A la doctora Gina Gómez de la Torre el feminismo la interpeló por primera vez durante su primer año en la universidad.
Allí aprendió que para sortear los insultos tabernarios que muchos de sus compañeros le proferían debía madrugar.
“Vienes a buscar marido” y “tu lugar es la cocina” eran parte del catálogo de improperios que los futuros abogados de la República le recitaban cada vez que ingresaba al salón, de ahí que se impusiera el hábito de llegar a clases antes de que ellos ocuparan sus pupitres.
Esos dardos, sin embargo, no solamente caían sobre ella, sino sobre todas las mujeres de su facultad.
Lo logró, no sin esfuerzo. Obtuvo el título de abogada y luego el de doctora.
Profesionalmente, ha sido parte medular de algunos casos emblemáticos.
Como fiscal consiguió que se emitiera la primera sentencia por delito de odio en el país.
Para lograr esa proeza debió enfrentarse a las Fuerzas Armadas, acusadas de racistas por el afroecuatoriano Michael Arce, a quien ella patrocinó.
Este caso le proporcionó suficientes insumos para diseccionar la costilla de la que están hechas las instituciones uniformadas.
Revista digital Bagre conversó con la doctora en derecho larga y distendidamente sobre el femicidio de María Belén Bernal, el espíritu de cuerpo de las instituciones armadas y policiales, la impunidad, el feminismo, el machismo, el aborto, la violencia y una serie de temas inherentes a sus luchas.
—¿El machismo es inmanente a las Fuerzas Armadas y a la Policía?
—Dentro de este tipo de instituciones suelen tener condiciones de formación androcéntrica. Es más, desde muchos años atrás su formación fue esa, y recién desde el año 1987 empieza a abrirse un espacio para las mujeres dentro de la Policía, y mucho más tarde en las Fuerzas Armadas.
Pero su formación sigue siendo androcéntrica y eso está transversalizado. La transversalidad es inherente.
Lo vemos en el día a día, tanto en la formación de la Policía como cuando esta sale a la calle y tiene que defender a las mujeres de la violencia.
Como no hay una concienciación en lo que son los derechos de la mujer ni en lo que significa violencia de género, naturalizan la violencia.
Debido a la formación que tienen y a su mirada androcéntrica, la asumen como normal, como privada, como algo en lo que no deben meterse porque es un problema de marido y mujer.

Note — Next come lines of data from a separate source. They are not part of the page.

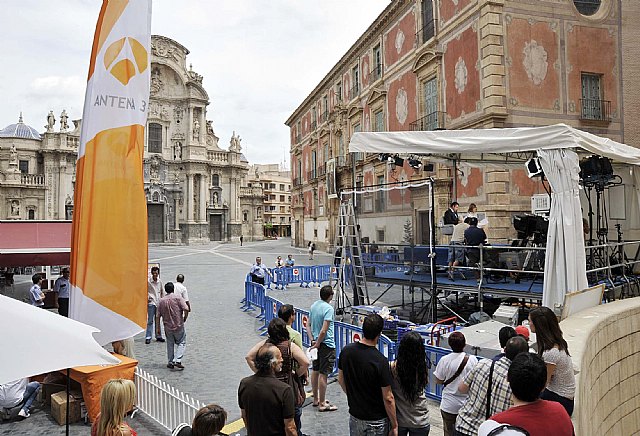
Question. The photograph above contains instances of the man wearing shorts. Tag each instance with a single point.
(320, 331)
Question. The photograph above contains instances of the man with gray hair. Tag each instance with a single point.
(266, 403)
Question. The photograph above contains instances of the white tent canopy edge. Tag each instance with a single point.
(564, 240)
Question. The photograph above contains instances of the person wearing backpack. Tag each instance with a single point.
(451, 370)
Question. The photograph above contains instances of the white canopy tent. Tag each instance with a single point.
(556, 146)
(40, 341)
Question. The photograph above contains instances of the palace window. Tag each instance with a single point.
(587, 7)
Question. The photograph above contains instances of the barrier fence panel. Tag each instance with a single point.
(163, 403)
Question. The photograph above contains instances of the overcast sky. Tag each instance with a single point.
(259, 58)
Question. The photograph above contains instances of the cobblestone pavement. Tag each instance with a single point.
(218, 336)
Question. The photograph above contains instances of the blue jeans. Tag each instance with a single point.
(360, 427)
(151, 317)
(30, 395)
(298, 420)
(179, 339)
(417, 431)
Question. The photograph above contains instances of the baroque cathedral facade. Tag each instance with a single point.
(196, 190)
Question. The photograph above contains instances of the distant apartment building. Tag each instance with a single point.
(445, 64)
(276, 185)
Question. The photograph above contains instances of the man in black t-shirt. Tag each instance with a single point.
(266, 403)
(365, 377)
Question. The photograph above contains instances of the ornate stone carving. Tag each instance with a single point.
(402, 106)
(535, 62)
(51, 121)
(156, 82)
(234, 144)
(461, 75)
(15, 208)
(64, 126)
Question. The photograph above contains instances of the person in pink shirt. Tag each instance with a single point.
(174, 312)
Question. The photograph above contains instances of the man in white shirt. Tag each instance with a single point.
(181, 289)
(18, 392)
(155, 291)
(451, 370)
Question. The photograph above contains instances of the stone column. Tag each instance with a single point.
(189, 195)
(176, 211)
(203, 199)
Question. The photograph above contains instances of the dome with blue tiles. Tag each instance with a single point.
(20, 130)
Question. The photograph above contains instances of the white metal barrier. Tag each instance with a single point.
(163, 403)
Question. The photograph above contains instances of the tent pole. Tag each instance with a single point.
(67, 408)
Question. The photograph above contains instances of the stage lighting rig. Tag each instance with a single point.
(415, 163)
(534, 169)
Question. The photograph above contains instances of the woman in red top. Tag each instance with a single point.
(116, 400)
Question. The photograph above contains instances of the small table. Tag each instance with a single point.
(92, 378)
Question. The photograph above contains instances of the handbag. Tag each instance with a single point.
(299, 394)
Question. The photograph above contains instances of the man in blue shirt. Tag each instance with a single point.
(320, 331)
(62, 287)
(258, 271)
(36, 296)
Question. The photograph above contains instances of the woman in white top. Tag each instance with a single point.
(561, 382)
(409, 379)
(450, 372)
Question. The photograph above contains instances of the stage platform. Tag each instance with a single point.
(505, 288)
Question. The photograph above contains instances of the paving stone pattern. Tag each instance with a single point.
(219, 335)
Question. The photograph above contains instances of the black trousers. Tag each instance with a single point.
(63, 306)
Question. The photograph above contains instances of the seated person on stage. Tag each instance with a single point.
(456, 254)
(473, 237)
(451, 214)
(527, 378)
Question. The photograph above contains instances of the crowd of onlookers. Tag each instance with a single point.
(516, 392)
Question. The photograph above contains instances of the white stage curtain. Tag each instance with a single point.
(565, 267)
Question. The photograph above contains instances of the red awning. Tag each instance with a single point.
(35, 243)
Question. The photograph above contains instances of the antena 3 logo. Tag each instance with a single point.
(119, 65)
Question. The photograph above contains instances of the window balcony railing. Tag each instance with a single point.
(433, 121)
(312, 175)
(427, 32)
(343, 161)
(355, 91)
(595, 110)
(376, 73)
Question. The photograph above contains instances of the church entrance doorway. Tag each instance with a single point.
(155, 221)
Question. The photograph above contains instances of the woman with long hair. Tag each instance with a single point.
(294, 361)
(116, 399)
(561, 382)
(409, 379)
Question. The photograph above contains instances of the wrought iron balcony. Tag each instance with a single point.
(433, 121)
(355, 91)
(427, 32)
(595, 110)
(376, 73)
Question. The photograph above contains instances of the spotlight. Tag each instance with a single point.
(534, 168)
(383, 157)
(415, 164)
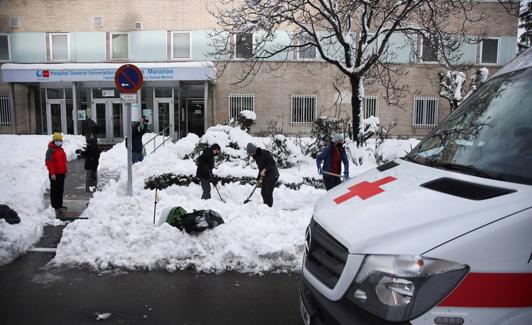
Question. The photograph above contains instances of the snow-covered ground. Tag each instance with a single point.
(23, 181)
(119, 231)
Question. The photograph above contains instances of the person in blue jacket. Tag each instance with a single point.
(332, 157)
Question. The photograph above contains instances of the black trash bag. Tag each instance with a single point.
(9, 214)
(200, 220)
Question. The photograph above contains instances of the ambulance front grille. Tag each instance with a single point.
(325, 256)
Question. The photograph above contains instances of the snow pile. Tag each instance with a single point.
(24, 180)
(120, 230)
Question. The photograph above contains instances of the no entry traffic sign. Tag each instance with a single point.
(128, 78)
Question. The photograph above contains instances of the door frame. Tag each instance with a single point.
(170, 102)
(109, 127)
(62, 103)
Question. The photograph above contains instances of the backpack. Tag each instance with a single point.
(174, 217)
(8, 214)
(193, 222)
(201, 220)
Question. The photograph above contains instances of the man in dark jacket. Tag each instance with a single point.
(57, 167)
(139, 129)
(205, 167)
(92, 157)
(332, 157)
(268, 172)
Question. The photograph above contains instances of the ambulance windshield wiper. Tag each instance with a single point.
(466, 169)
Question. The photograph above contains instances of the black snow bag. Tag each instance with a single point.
(9, 214)
(200, 220)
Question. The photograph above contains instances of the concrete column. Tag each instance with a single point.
(12, 107)
(205, 104)
(75, 108)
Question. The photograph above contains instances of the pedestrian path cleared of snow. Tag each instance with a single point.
(119, 230)
(24, 179)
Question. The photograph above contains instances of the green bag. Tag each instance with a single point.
(174, 217)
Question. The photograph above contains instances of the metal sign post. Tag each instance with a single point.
(128, 79)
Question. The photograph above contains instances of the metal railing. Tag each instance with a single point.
(154, 139)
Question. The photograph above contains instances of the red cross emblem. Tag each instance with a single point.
(365, 190)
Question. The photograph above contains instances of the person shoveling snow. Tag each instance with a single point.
(204, 170)
(332, 157)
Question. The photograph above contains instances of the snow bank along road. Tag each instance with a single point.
(119, 231)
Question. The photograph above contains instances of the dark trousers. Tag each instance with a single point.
(331, 181)
(206, 187)
(268, 184)
(136, 157)
(56, 190)
(91, 179)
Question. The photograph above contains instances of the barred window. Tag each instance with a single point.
(303, 108)
(425, 112)
(489, 50)
(240, 102)
(5, 112)
(371, 106)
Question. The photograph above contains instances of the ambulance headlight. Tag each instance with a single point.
(400, 287)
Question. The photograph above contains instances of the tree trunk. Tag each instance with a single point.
(356, 105)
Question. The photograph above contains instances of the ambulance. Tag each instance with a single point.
(442, 236)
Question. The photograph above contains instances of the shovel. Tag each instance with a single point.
(216, 188)
(249, 197)
(332, 174)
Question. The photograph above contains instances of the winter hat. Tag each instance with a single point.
(251, 149)
(337, 137)
(57, 137)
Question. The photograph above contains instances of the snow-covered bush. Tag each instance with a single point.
(322, 128)
(284, 151)
(246, 119)
(231, 140)
(452, 85)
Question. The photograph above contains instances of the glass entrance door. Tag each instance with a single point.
(55, 117)
(195, 116)
(109, 117)
(118, 120)
(101, 119)
(164, 116)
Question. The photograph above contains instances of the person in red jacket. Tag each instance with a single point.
(57, 167)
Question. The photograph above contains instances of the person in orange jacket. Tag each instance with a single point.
(57, 168)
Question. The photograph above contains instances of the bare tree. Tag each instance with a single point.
(353, 36)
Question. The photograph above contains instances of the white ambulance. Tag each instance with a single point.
(442, 236)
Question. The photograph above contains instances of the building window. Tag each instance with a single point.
(243, 45)
(371, 106)
(489, 51)
(4, 47)
(119, 46)
(5, 112)
(307, 52)
(303, 108)
(97, 21)
(180, 45)
(240, 102)
(429, 50)
(425, 112)
(59, 47)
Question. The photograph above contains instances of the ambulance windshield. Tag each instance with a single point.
(489, 135)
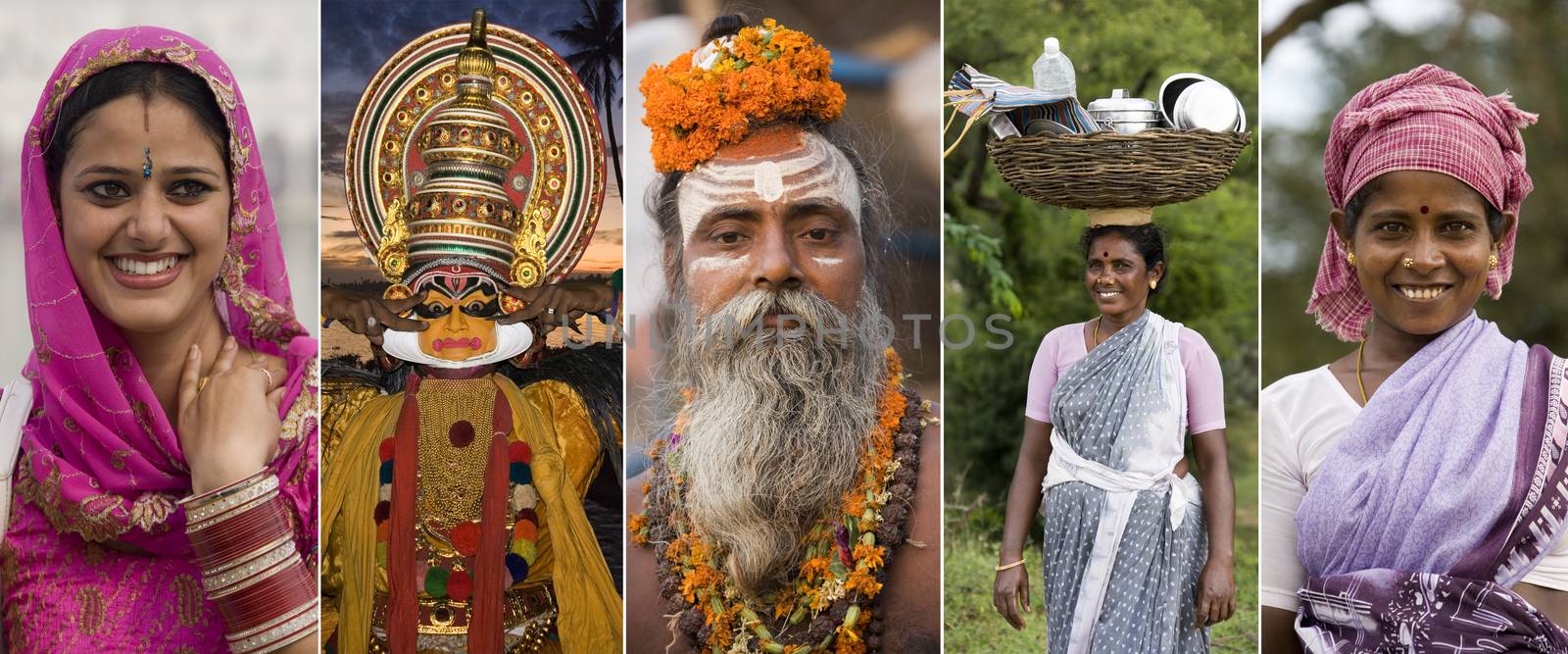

Estamos planteando un cambio en su sistema de formación, en su visión.
En la formación de los nuevos policías no pueden ser ignorados los estudios y allí cabe la transversalización de temas como género, derechos humanos, y, en especial, derechos humanos de las mujeres.
—¿Cómo se puede desterrar el machismo de instituciones tales como la Policía y las Fuerzas Armadas tomando en cuenta que estas apelan precisamente a la “hombría” de sus integrantes?
—Hay diferencias entre la Policía Nacional y las Fuerzas Armadas.
En las Fuerzas Armadas se tiene arraigada la idea de que la mujer es inferior al hombre. Y al afrodescendiente lo ven incluso por debajo de la mujer; por lo tanto tienen la percepción de que el hombre blanco es superior.
Allí hay una formación machista, un sistema machista.
Al menos en la Policía hemos visto que ha llegado una mujer a comandante general, pero en el Ejército no ha llegado al Comando Conjunto todavía ninguna mujer.
No se lo permiten, no les dejan, no les ascienden porque, según ellos, tienen la gloria y la gloria está dada solamente a los hombres, por eso solo los hombres pueden ir a la guerra.
Las mujeres son el sector débil, el sector administrativo, nada más.
Ese es parte del esquema, pero en la formación ambas instituciones tienen similitudes porque son androcéntricas.
—¿Cómo se rompe con el espíritu de cuerpo en una institución cuya esencia, se supone, es no deliberante? ¿Sus miembros pueden acogerse a la objeción de conciencia?
—El problema es que ellos creen que están más allá del bien y del mal, por encima de la justicia y de todos.
Ellos manejan un sistema de imagen, se presentan con sus mejores logros, buscan la confianza de la ciudadanía, se erigen como garantes del sistema democrático.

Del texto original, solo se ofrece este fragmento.